Friday, October 21, 2011

Collective Intelligence

I was at the CEOTech conference this week at Stanford put on by Chief Executive. Good agenda, good speakers - David Kim is an interesting guy for sure.

One of the sessions was about "Cloud Computing + Crowd Sourcing + Collective Intelligence = Higher Success", and was moderated by successful angel investor M.R. Rangaswami. OK, the cloud computing piece was fairly easy to discuss (Amit Singh from Google made the best analogy when he compared cloud computing to electricity - now we only think about the electric outlet not the task of generating power in our business).

However, the panel really fell apart in my view when it came to explaining and differentiating crowd-sourcing and collective intelligence. I'm sure the crowd was collectively confused by the end.
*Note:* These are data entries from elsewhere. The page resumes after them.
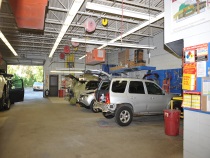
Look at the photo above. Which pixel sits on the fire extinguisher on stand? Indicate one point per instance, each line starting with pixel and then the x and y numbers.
pixel 46 93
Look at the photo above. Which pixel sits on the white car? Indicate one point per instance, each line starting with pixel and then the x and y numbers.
pixel 38 86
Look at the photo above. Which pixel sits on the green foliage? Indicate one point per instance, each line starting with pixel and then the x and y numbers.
pixel 29 74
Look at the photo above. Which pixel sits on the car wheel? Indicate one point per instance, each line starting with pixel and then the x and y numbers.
pixel 7 104
pixel 107 115
pixel 2 100
pixel 124 116
pixel 95 110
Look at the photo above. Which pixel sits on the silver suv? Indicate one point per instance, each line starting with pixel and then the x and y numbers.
pixel 127 97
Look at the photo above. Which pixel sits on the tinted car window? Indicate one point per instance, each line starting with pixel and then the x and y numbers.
pixel 91 85
pixel 105 85
pixel 153 88
pixel 136 87
pixel 119 86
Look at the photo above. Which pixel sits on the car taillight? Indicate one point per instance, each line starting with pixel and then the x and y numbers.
pixel 107 98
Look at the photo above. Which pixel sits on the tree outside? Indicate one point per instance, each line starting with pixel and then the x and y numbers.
pixel 29 74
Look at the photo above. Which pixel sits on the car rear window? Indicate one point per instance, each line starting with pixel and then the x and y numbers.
pixel 153 89
pixel 119 86
pixel 136 87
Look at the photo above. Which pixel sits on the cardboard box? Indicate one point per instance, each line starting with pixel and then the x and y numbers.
pixel 123 57
pixel 133 64
pixel 116 68
pixel 95 57
pixel 205 103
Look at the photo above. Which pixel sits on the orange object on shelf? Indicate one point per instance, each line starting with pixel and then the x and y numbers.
pixel 61 93
pixel 95 57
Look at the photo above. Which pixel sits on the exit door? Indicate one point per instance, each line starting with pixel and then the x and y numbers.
pixel 53 87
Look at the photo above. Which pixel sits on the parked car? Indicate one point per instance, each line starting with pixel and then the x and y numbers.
pixel 79 90
pixel 127 97
pixel 38 86
pixel 88 98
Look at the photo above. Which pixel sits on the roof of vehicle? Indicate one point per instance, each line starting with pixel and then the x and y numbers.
pixel 130 79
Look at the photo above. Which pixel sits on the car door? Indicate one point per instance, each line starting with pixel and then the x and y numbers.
pixel 136 95
pixel 16 91
pixel 156 98
pixel 102 90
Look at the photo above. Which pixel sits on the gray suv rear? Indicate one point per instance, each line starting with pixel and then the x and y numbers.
pixel 128 96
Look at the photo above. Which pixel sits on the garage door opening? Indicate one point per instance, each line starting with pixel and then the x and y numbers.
pixel 32 77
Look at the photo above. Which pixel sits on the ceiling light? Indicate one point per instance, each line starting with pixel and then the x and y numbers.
pixel 117 44
pixel 65 72
pixel 82 56
pixel 70 16
pixel 152 20
pixel 7 43
pixel 118 11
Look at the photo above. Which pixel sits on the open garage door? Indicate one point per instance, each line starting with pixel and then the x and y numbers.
pixel 53 87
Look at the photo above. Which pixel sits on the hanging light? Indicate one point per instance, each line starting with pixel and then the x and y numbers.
pixel 66 49
pixel 90 25
pixel 75 44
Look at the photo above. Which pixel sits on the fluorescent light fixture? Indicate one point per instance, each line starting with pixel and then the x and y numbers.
pixel 65 72
pixel 7 43
pixel 158 17
pixel 117 11
pixel 82 56
pixel 70 16
pixel 117 44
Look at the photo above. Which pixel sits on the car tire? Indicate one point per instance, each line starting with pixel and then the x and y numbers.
pixel 124 116
pixel 7 104
pixel 92 107
pixel 108 116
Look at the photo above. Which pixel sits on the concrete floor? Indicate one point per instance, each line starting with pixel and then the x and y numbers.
pixel 51 128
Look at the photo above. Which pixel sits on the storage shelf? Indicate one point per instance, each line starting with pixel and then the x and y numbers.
pixel 136 68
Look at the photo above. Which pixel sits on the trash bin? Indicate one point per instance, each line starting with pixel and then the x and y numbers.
pixel 172 122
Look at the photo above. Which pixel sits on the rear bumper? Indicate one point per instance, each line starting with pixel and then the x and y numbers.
pixel 104 107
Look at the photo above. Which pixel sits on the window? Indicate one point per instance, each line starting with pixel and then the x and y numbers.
pixel 152 88
pixel 105 85
pixel 136 87
pixel 91 85
pixel 119 86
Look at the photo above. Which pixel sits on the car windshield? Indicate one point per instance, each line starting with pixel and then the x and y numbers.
pixel 38 83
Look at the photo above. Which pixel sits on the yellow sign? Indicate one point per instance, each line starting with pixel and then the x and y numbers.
pixel 191 101
pixel 188 82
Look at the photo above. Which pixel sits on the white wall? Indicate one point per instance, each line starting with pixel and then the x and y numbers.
pixel 56 63
pixel 160 58
pixel 196 134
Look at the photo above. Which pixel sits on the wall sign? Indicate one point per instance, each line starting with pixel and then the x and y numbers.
pixel 189 76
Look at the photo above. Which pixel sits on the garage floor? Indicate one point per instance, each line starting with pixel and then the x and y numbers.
pixel 51 128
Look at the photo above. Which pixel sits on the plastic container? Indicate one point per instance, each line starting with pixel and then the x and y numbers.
pixel 172 122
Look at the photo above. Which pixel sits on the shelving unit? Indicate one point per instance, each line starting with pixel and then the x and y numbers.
pixel 137 68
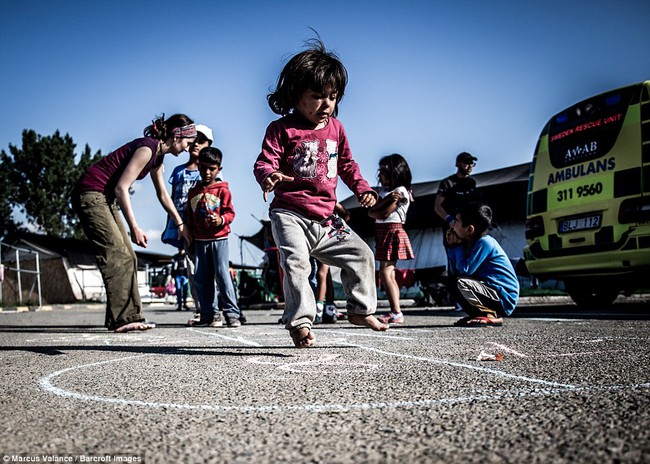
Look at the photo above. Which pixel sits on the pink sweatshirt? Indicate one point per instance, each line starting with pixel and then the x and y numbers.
pixel 315 159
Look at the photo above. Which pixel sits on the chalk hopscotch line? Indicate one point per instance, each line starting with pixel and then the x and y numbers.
pixel 46 384
pixel 241 340
pixel 467 366
pixel 325 364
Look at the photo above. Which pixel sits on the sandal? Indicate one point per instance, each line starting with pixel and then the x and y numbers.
pixel 302 337
pixel 135 326
pixel 391 318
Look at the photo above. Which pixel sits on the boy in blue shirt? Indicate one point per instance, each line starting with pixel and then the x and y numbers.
pixel 482 279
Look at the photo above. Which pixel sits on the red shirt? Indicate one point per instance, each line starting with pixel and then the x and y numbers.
pixel 315 159
pixel 204 201
pixel 104 175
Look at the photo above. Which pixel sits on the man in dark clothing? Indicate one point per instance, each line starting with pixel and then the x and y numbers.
pixel 456 190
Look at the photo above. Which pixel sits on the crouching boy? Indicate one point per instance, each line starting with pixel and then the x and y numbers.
pixel 481 277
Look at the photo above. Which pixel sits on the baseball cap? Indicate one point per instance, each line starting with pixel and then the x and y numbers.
pixel 205 130
pixel 464 156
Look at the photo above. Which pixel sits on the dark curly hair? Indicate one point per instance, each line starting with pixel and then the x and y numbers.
pixel 398 170
pixel 315 69
pixel 476 214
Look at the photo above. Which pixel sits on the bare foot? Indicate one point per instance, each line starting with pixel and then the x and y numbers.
pixel 133 326
pixel 367 320
pixel 479 321
pixel 303 337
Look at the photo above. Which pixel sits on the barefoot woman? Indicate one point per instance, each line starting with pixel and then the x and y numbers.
pixel 103 187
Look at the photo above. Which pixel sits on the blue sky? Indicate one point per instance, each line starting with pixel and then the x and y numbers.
pixel 428 79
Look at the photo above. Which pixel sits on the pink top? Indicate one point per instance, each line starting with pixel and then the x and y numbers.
pixel 315 159
pixel 104 175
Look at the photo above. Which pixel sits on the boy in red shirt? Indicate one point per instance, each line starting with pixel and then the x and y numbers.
pixel 209 213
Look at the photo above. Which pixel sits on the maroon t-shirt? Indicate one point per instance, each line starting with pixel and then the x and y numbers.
pixel 104 175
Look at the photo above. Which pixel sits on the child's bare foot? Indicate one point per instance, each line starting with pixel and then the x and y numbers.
pixel 367 320
pixel 135 326
pixel 303 338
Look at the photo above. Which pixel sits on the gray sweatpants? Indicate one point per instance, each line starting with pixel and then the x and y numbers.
pixel 298 238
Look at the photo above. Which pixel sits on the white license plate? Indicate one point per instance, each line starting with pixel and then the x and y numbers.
pixel 582 223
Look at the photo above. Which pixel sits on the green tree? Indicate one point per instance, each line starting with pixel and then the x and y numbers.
pixel 42 175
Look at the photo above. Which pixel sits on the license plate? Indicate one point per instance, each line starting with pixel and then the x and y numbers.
pixel 581 223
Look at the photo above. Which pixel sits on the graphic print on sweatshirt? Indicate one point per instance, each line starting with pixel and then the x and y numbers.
pixel 332 158
pixel 305 161
pixel 204 206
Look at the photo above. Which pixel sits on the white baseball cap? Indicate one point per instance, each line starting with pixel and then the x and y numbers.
pixel 205 130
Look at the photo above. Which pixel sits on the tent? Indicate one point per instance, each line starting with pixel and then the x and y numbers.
pixel 503 189
pixel 67 268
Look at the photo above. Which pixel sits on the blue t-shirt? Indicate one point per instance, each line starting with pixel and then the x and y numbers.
pixel 485 260
pixel 182 180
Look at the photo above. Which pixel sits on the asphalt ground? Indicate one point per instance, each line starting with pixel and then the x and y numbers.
pixel 572 387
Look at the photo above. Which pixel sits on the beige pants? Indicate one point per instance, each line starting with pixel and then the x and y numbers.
pixel 115 257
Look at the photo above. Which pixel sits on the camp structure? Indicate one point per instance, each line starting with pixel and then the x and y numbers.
pixel 40 269
pixel 503 189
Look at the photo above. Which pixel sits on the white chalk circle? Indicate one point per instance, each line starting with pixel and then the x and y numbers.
pixel 328 364
pixel 46 383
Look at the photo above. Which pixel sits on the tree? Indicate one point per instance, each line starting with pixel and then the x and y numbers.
pixel 41 177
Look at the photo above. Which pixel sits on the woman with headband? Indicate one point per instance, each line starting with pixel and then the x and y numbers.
pixel 103 187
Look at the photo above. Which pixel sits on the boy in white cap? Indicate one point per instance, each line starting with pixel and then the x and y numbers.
pixel 183 178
I'm not blaming the panel but they really described crowd-sourcing as a low-cost, high reach RFP system - find a designer on Elance or a developer on Odesk type of thing. Then they moved on to "collective intelligence" and really described it - to all intents and purposes - as 'Ask the Audience' on Who Wants to Be a Millionaire.

Collective intelligence is the aggregated or average views or actions taken from a large number of people (actively or passively) for the purposes of enabling decisions and insight into a topic or fulfilling a task. Crowd-sourcing is a tool you can use to do this. Survey and research companies have been doing this for years, the point now is that tools and availability means we can all do it and it has a potentially big impact on our business.